I'm not sure it would have helped in the case of the discussion you are referring too. If you start a discussion off on the wrong foot and then get mad at people's reaction its pretty hard to recover.
Brady,
Thanks for laying some ground work here. Sometimes a list needs to be refreshed like this. Thanks again for keeping us on a path of constructive exchange.
Joe

Brady said:
OK, before we go too far down a road here... let's make sure this discussion stays on topic and, in the spirit of Joseph's original post, constructive. Insulting any members of this community, new or old, will not be tolerated.

I do think the key in keeping these discussions fruitful is just remembering why we're here... to share coffee knowledge and help build a better barista community.

What new members need to remember is that this is not a helpdesk. None of us are paid to be here answering questions. We spend our limited free time here for a variety of reasons, but mostly to learn from each other and help each other out.

You get what you give here... sometimes more, sometimes less. We've all had times when we've offended each other and gotten the response you'd expect. Kinda the nature of human interaction, no?

Reggie, speaking to your specific discussion... yes, there was quite a bit of snark in many of the responses to your original post. If you could read it again from our eyes, I think you'd see that a little snark was justified? Surely you can see that?

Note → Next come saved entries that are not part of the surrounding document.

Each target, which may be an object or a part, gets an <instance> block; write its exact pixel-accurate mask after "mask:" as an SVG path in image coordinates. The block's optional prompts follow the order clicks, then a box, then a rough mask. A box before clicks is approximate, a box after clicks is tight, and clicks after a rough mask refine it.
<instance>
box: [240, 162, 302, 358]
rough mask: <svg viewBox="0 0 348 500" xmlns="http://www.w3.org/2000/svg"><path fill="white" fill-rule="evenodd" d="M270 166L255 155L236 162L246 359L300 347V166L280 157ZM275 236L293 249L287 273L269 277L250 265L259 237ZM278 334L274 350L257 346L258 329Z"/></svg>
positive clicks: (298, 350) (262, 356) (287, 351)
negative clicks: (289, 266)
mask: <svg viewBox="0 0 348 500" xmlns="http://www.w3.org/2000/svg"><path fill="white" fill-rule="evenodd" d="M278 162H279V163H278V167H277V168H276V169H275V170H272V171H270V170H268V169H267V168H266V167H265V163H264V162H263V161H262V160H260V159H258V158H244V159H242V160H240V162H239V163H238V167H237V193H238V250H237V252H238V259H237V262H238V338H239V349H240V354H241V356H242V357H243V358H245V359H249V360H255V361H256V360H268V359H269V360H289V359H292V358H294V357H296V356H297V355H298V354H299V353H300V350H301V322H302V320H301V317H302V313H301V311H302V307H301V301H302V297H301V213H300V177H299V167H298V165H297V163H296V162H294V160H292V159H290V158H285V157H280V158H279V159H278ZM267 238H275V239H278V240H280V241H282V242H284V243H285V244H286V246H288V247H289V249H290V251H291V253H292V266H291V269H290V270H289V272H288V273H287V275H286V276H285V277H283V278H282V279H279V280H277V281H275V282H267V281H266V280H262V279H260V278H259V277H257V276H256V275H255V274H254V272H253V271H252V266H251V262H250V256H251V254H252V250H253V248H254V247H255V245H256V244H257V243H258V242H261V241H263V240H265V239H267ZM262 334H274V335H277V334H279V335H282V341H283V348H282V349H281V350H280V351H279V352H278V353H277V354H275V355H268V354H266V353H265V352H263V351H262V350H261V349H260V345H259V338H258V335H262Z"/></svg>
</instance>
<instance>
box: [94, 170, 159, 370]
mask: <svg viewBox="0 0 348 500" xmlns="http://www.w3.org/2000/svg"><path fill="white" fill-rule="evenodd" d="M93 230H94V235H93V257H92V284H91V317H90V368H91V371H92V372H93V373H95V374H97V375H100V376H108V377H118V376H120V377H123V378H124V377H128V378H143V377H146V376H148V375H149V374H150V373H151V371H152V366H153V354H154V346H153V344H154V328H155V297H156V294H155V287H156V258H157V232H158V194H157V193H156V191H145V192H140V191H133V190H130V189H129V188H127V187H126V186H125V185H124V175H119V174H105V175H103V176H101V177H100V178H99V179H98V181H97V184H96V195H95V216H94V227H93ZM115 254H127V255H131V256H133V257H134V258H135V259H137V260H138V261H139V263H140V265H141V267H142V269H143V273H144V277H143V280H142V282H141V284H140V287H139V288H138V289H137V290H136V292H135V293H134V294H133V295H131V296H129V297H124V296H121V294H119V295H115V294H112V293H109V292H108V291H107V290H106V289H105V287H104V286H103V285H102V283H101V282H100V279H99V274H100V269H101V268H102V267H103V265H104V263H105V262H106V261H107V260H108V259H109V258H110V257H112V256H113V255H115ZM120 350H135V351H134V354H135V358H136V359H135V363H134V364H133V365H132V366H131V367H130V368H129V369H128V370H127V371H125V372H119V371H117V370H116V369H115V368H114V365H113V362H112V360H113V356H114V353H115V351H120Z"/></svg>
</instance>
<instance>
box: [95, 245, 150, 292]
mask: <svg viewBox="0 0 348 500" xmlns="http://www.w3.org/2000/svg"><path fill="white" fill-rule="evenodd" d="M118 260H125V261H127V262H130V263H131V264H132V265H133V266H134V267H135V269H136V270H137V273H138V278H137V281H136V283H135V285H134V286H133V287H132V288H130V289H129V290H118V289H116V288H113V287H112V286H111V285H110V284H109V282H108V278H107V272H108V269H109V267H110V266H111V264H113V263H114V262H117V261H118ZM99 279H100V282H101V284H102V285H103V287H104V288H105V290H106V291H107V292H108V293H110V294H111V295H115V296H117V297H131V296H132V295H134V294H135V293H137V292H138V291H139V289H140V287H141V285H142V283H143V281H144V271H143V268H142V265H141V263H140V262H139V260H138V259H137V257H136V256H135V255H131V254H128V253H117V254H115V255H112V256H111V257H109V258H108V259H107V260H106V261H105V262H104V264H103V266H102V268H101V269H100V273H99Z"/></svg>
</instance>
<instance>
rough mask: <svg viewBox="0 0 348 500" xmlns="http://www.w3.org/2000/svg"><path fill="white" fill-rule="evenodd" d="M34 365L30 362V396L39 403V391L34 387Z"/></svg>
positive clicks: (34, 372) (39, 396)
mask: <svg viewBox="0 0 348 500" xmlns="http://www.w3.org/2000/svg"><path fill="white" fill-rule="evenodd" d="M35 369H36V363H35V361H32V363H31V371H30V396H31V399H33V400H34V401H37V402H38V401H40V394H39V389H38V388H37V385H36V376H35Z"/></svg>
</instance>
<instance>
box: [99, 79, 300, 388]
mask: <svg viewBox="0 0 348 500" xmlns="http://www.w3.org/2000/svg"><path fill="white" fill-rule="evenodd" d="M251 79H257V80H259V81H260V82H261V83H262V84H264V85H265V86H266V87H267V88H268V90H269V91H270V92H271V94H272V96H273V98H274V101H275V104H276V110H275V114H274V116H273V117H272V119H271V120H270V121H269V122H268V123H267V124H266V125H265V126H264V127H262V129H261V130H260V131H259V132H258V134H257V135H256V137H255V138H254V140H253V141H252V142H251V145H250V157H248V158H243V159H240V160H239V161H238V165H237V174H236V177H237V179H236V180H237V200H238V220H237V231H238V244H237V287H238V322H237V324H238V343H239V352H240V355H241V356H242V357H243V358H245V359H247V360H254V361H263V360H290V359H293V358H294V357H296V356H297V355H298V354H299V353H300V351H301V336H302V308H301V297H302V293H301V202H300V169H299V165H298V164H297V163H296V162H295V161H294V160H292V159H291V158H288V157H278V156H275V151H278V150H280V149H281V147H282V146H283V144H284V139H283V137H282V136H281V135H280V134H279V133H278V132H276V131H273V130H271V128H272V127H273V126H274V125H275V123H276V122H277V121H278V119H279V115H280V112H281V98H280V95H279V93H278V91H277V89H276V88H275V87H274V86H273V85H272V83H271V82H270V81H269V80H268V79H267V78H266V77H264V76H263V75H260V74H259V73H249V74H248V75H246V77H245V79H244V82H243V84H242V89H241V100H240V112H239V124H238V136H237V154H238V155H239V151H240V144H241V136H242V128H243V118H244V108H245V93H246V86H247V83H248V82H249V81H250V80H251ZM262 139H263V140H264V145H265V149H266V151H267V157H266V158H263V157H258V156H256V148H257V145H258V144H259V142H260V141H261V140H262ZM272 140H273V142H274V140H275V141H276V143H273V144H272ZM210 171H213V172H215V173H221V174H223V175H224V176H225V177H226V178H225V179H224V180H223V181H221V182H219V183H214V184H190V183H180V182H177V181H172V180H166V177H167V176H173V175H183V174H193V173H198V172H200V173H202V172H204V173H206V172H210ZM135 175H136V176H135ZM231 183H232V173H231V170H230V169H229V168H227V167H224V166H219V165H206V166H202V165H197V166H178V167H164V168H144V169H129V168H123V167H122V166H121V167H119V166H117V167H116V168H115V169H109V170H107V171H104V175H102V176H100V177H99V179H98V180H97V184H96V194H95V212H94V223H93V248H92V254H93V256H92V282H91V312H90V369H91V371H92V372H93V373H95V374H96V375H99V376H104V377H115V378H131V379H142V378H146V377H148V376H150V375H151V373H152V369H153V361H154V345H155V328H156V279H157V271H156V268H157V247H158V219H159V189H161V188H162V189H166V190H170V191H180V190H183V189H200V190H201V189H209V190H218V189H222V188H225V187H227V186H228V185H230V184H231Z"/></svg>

To your question, the part I personally found way more offensive than your original post was that you got LOTS of on topic feedback, yet chose to focus only on the snark with your followup posts. Even now. Members of this community collectively spent hours sharing advice with you, and you didn't even acknowledge that. So you asked a question in a bit of a (intentionally or unintentionally) rude fashion, got a bunch of on-topic answers as well as smacked around a bit, got pissed off for being smacked around, and insulted everybody. Not cool.

This leads to my big tip for new posters...

If you get useful responses to your question, please acknowledge the people that took the time to do so, then follow up to let us know if it helped.

Way too many times, people join this community, ask one or two questions, get good feedback, then leave. With a couple of exceptions, we never find out if that tip fixed the problem. We never know if you got that job. We never know if your store successfully opened. Kinda gets old after a while... We are a community, not a helpdesk.

I hope this has been constructive, that was my intention.
Brady,
As you read by my topic here I did not mean to drag an old topic back up but get some ideas on how to stop wild fires before they start. We have a great bunch of professionals here and I want this forum to be here a long time. It has be invaluable to me and our business.
Joseph

Joseph Robertson said:
Brady,
Very good point. It's my hope through a discussion/discussions like this we can prevent "getting off on the wrong foot" and help people new to this forum understand the basic's of being very clear about our individual experience and what we would like to learn with our very clearly worded question/topic.
Joe

Brady said:
Not a bad thought, but...

I'm not sure it'll make much difference, since a poster would have to actually read these "posting etiquette" guidelines. Many of the principles are already covered in "Acceptable Use" policy, though I suppose we could add some tips if the community thought it would help.

I'm not sure it would have helped in the case of the discussion you are referring too. If you start a discussion off on the wrong foot and then get mad at people's reaction its pretty hard to recover.